James Sanders: Considering the value that businesses have about data, what type of privacy concerns do businesses have about aggregate connection data used to train machine learning models that are deployed in products?
Larry Lunetta: The reason, the startup example is, it’s hard to get the right data. People are reluctant to part with it. We do not essentially surf customer data, you know. We may extract certain metadata out of the traffic that we see, but it has no personal information associated with it. It’s things like ports, protocols and things like that.
And some privacy from a couple of perspectives. One is, where does the data go? What do you do with it? Second, especially in Europe with GDPR, we do use our attribution to some of the data that we do collect for IntroSpect. It doesn’t go to the cloud, but even on-prem, there’s a lot of sensitivity about monitoring personal behavior.
SEE: Artificial intelligence: A business leader’s guide (free PDF) (TechRepublic)
So, the tension that exists is if you don’t do that, the potential of a breach of personal information is higher. We literally sit down with worker councils and explain what we do and give them a chance to understand that and to weigh in.
So, a lot of times we obfuscate personal information, which means we carry it, but unless you have permission, you don’t see it. And in the case of Germany, the workers’ councils will be involved with the decision to unobfuscate the data. So at least some level of security analyst will be able to see it.
So, privacy and security, sometimes they’re uneasy bedfellows, but I think security vendors make a concerted effort to reduce the amount of personal information we collect and use. And when we do it, we try and be very protective of it.
James Sanders: Moving on a bit. How can machine learning and artificial intelligence be used to increase security by detecting and stopping anomalous or malicious traffic that traditional firewalls would either mark as a false positive, keeping work from getting done, or a false negative allowing malicious traffic through?
Larry Lunetta: So, it gets back to the point of what the mission of a rule is, which is what drives a firewall. You’re looking for a set of conditions that, in your mind will indicate an attack is underway. So that by, and again, a priori means you’re looking for what you know about. And a lot of these attacks don’t conform to previous behavior.
The attackers are very smart. In fact, the attackers are using AI to shape their behaviors, to cloak their malware, et cetera, to evade these kinds of defenses. So the point is, if you think about an attack on the inside, which is really what’s doing the most damage, the attacker first seeks legitimate credentials. So if I click on the wrong email attachment and get spearfished, I’m going to be compromised, but I probably don’t know about it.

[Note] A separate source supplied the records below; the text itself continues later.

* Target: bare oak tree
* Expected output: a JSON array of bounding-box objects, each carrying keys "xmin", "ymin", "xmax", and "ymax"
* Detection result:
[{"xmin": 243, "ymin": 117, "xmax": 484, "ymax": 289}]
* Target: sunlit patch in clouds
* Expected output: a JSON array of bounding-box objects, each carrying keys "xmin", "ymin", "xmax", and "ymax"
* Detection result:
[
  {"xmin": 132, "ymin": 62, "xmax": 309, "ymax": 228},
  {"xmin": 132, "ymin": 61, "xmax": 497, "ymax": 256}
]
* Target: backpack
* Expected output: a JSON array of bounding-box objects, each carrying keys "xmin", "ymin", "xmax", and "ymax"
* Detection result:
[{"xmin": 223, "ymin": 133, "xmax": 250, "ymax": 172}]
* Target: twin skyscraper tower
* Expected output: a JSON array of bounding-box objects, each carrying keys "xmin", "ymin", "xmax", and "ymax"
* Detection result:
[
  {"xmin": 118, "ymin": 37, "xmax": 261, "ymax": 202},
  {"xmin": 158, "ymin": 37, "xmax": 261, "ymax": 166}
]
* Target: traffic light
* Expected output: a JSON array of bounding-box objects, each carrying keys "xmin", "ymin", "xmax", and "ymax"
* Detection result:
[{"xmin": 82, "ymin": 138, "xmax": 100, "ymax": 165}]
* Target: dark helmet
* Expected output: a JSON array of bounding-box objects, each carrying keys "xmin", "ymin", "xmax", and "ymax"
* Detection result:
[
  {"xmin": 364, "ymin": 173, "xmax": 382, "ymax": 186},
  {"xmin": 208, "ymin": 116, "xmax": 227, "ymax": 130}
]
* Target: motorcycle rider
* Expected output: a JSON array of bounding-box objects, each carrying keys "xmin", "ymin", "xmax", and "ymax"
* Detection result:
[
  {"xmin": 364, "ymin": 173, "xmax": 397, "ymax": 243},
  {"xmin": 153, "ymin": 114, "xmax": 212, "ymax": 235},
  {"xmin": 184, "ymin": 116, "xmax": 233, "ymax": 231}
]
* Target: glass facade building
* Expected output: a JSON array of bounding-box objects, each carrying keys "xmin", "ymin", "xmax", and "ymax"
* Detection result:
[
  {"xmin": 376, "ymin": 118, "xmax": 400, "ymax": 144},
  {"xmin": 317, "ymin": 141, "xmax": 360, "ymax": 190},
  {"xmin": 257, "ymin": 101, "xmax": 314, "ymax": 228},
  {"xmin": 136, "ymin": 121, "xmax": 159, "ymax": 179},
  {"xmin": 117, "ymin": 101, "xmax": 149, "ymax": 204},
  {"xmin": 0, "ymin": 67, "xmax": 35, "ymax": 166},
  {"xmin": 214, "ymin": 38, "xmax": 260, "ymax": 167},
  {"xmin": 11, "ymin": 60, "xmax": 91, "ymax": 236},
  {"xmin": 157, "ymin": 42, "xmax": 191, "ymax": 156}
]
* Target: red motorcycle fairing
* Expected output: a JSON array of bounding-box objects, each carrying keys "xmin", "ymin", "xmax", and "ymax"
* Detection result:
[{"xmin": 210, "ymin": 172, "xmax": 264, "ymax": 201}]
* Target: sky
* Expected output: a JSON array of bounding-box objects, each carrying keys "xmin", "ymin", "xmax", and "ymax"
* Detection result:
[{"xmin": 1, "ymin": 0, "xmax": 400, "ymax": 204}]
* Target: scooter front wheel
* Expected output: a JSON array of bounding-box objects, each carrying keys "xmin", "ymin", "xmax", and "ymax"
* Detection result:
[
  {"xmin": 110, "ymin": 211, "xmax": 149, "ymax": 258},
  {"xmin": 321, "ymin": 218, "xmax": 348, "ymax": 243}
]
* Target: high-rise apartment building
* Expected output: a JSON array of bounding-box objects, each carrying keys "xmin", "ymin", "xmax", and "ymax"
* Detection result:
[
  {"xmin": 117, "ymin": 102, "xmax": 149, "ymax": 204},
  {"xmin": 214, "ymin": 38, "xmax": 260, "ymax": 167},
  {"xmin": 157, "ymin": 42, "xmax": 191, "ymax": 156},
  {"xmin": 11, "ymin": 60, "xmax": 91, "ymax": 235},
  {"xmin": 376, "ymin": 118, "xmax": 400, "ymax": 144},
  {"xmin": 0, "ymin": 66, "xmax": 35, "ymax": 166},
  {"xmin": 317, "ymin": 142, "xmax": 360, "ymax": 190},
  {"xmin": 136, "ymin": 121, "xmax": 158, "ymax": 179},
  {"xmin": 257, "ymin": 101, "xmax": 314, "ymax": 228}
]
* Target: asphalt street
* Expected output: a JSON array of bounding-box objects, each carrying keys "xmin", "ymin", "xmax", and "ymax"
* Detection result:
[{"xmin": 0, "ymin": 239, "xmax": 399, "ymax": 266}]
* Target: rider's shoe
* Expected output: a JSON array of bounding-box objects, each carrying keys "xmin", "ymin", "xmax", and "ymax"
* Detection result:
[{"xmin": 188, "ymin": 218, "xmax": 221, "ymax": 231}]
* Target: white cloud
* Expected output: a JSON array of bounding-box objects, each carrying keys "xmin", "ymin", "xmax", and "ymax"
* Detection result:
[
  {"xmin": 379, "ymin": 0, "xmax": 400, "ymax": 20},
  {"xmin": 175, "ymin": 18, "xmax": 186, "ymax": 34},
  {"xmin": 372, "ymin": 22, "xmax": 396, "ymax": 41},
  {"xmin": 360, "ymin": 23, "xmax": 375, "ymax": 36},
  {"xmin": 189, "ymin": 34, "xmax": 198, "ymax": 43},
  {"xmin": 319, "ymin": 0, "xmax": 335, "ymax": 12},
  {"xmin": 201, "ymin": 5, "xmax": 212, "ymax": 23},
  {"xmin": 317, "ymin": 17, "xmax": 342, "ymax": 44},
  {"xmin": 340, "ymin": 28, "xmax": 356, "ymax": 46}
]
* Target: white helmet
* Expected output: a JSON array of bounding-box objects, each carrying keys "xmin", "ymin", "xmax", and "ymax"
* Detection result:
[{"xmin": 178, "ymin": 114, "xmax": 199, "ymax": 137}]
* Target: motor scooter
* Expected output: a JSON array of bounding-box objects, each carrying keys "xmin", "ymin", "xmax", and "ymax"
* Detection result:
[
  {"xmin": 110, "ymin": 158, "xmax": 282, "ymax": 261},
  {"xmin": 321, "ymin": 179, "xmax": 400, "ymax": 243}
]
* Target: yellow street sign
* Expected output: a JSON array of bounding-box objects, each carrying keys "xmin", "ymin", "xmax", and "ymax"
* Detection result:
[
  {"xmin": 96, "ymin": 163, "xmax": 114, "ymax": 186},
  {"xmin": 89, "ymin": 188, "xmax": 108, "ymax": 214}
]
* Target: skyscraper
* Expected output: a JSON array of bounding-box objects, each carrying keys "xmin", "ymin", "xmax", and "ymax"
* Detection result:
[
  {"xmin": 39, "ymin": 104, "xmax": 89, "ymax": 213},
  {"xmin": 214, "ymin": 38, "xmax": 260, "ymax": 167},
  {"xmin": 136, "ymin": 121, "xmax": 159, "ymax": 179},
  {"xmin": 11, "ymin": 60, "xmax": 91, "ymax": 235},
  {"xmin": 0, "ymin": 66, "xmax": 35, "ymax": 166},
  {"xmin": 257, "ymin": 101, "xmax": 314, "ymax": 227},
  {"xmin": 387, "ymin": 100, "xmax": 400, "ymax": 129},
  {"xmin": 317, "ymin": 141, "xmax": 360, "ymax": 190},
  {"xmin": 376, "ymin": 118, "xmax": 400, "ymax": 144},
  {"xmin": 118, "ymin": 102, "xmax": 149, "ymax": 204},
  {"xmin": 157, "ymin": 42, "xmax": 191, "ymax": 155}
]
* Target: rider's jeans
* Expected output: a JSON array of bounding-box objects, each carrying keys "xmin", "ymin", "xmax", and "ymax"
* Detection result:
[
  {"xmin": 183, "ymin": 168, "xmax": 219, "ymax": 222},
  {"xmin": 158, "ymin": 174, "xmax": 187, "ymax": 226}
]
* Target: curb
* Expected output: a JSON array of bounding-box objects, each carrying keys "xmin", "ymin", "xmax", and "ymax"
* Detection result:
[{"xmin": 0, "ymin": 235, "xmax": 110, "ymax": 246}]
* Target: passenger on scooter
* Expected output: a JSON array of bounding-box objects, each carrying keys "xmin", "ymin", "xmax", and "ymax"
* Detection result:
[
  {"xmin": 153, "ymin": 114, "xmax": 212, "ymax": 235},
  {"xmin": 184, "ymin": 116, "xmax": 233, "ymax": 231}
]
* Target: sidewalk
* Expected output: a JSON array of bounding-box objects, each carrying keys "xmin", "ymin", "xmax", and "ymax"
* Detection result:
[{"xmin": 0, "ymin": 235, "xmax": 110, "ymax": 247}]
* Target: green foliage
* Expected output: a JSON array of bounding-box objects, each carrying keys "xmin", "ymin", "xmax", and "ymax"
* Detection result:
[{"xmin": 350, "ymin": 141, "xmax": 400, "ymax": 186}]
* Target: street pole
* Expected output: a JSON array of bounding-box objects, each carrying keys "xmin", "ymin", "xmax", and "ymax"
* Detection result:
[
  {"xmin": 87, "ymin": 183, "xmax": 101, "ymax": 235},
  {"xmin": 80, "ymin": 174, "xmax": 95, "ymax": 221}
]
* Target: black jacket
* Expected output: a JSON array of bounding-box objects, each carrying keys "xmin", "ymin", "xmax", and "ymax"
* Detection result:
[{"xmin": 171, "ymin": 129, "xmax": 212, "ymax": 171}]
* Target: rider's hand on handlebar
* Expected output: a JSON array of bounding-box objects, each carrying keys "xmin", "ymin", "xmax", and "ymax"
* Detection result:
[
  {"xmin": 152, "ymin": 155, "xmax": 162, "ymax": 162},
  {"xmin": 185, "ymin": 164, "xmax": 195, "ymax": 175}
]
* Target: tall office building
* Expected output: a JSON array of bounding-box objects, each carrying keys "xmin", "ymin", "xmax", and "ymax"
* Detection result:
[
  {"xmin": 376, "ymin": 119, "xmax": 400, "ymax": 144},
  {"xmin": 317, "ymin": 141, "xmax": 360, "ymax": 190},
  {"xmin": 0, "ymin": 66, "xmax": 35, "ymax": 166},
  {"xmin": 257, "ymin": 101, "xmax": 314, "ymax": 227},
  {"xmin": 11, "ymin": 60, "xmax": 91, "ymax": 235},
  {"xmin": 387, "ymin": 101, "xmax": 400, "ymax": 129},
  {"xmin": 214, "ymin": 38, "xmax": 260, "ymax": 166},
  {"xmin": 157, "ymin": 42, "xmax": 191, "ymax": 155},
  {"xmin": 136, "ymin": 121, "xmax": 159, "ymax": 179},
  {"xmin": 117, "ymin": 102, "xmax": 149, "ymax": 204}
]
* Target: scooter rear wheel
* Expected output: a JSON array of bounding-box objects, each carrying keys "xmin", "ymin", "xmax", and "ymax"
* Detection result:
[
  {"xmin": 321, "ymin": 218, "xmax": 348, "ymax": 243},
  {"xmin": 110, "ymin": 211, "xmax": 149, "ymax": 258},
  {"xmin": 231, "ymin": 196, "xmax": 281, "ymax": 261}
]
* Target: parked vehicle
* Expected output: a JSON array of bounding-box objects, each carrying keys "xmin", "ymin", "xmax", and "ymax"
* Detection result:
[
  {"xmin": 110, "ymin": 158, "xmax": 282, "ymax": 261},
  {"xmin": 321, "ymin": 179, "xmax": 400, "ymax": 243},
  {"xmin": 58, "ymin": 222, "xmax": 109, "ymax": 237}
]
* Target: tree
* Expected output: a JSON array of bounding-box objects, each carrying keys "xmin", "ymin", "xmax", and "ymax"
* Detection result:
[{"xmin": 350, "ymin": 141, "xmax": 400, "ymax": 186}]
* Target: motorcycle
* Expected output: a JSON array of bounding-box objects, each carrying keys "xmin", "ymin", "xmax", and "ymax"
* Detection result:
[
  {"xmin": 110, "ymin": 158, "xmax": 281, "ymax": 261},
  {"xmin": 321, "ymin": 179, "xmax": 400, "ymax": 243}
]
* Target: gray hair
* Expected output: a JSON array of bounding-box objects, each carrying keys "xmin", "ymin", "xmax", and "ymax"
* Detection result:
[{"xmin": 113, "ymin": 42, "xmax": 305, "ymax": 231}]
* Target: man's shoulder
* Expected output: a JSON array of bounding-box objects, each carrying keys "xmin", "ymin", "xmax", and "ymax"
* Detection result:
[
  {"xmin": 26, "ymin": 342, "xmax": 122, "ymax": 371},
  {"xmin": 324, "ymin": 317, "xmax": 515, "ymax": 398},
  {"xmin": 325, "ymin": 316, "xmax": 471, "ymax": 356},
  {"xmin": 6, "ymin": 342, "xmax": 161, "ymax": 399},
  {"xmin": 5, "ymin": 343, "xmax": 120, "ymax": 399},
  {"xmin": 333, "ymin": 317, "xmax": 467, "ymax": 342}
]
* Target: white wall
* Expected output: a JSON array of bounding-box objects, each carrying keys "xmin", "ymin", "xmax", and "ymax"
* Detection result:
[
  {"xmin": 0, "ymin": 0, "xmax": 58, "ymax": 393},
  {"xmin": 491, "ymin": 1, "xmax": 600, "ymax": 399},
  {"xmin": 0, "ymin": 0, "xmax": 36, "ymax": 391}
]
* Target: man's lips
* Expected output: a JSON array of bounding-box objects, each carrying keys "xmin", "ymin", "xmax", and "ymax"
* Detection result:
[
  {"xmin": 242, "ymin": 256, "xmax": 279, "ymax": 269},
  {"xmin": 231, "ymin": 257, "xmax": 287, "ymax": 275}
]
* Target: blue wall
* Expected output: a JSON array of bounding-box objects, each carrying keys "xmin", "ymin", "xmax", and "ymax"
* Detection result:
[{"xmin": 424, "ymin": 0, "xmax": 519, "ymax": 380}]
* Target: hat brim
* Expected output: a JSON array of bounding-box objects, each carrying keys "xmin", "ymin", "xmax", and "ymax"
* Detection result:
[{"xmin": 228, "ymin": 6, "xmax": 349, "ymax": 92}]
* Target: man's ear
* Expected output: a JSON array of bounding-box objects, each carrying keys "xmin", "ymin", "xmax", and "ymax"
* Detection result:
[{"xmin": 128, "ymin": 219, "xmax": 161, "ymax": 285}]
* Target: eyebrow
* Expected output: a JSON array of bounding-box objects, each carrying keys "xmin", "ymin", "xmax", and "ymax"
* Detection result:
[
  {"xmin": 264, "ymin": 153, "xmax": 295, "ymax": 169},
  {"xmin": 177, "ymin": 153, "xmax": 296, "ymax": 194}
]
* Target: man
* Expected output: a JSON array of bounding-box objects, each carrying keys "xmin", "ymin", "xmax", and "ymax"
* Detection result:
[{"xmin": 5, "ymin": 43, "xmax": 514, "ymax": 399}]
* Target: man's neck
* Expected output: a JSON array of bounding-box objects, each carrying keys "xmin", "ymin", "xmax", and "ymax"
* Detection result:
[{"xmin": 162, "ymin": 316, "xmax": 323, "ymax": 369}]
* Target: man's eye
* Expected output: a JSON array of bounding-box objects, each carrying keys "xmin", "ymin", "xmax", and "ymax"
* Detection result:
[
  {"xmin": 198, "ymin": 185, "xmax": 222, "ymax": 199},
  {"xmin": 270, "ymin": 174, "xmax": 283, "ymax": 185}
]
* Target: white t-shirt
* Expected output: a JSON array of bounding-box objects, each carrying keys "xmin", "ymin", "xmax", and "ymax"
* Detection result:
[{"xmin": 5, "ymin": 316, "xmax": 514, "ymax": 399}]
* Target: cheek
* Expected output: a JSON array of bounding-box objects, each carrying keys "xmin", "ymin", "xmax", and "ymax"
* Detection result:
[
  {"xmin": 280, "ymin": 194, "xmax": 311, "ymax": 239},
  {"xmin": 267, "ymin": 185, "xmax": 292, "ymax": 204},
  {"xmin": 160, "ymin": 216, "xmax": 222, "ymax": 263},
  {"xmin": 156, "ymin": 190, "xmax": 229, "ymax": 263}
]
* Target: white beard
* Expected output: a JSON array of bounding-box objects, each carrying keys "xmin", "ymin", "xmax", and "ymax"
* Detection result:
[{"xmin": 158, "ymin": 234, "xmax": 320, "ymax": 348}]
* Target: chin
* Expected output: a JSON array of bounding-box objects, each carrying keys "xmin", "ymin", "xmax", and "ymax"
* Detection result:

The attacker has a beachhead and because it’s a legitimate credential, they don’t have to do things very fast. They can be very deliberate. Work in small steps. Typically there’s a command and control channel that gets opened up so they can communicate with what they’ve already established, direct the attack. They surveil the networks, scan for if it’s ransomware, the valuable data and things like that.
And those behaviors are, what often tip you off that something’s amiss. But how do you see that out of millions and billions of pieces of data? And how do you prevent the false positive problem, which is rife in the security industry?
If you think about products like SIN and things like that, you hear repeatedly that there are too many red warnings, too many 10s that analysts have to follow up. So white noise is a problem. And then, of course, the catastrophe is the false negative where things get through. So that’s where, again, AI and machine learning can process all that data, distill it down, see the small changes in behavior, and stop the attack before it actually executes.